Uma grande rivalidade entre dois times de futebol precisa ser recheada de partidas históricas, mas tem a cobertura de grandes causos fora das quatro linhas. O clássico entre Flamengo e Vasco, que completa 100 anos em 2023, é um desses. É uma grande gama de episódios, personagens, que ajudaram a construir a mística em torno do duelo. Confira sete passagens que ilustram por que o Clássico dos Milhões é um dos de maior rivalidade no Brasil.
O mais querido do Brasil
Quatro anos depois da primeira partida entre Flamengo e Vasco, os dois times se enfrentaram numa disputa que seria definidora de um dos rivais. Era 1927 e o Jornal do Brasil, ao lado de uma marca de água mineral da época, decidiu eleger o time mais querido do Brasil. Os votos precisavam ser escritos no rótulo da água mineral e entregues na redação do jornal.

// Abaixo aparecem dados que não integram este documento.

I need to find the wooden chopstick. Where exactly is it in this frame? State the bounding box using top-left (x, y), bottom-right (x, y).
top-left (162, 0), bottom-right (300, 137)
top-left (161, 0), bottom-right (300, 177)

Rubro-negros e vascaínos foram os que mais se engajaram. Reza a lenda que a colônia portuguesa mobilizou recursos para comprar o maior número de garrafas de água mineral possíveis. Os rubro-negros resolveram sabotar a estratégia vascaína: se disfarçaram de torcedores do time da Colina, recolheram parte dos votos que eram direcionados para o cruz-maltino e o jogaram no lixo.
No fim das contas, quem venceu a eleição foi o Flamengo, que passou a ostentar a alcunha de "time mais querido do Brasil". A frase pegou e ajudou a fama a se tornar realidade, com o rubro-negro sendo a equipe com mais torcedores do país.
Título de concurso de 1927 está até hoje escrita na sede do Flamengo — Foto: Jorge William
O lado do Maracanã
Em 1950, o Maracanã seria inaugurado e passaria a ser a casa do futebol carioca. Mas havia uma questão aberta: em que lado do estádio as torcidas ficariam? A questão fazia diferença, uma vez que todas preferiam ficar no lado das arquibancadas onde fazia sombra nos jogos que começavam à tarde, à direita das tribunas de imprensa.
O Flamengo já tinha a maior torcida àquela altura, influência para fazer valer sua vontade, mas não teve como: ficou definido que quem vencesse o Campeonato Carioca daquele ano teria o direito de escolher o lado em que sua torcida ficaria no Maracanã. Deu Vasco e, daquela conquista até 2013, sempre que o Vasco jogou no Maracanã, sua torcida ficou no mesmo lado.
O vice-campeão foi o América, mas nem por isso o time teve o direito de ficar com o outro lado. Os rubro-negros fizeram do lado esquerdo das tribunas do Maracanã seu lugar cativo até hoje.
Jogo do Vasco no Maracanã na década de 1950 — Foto: Arquivo
Na calada da noite
Uma das transferências que mais chocaram o futebol brasileiro foi a de Bebeto para o Vasco, em 1989. Ele era o melhor jogador do Flamengo, clube que o havia revelado e que o tratava como sucessor de Zico.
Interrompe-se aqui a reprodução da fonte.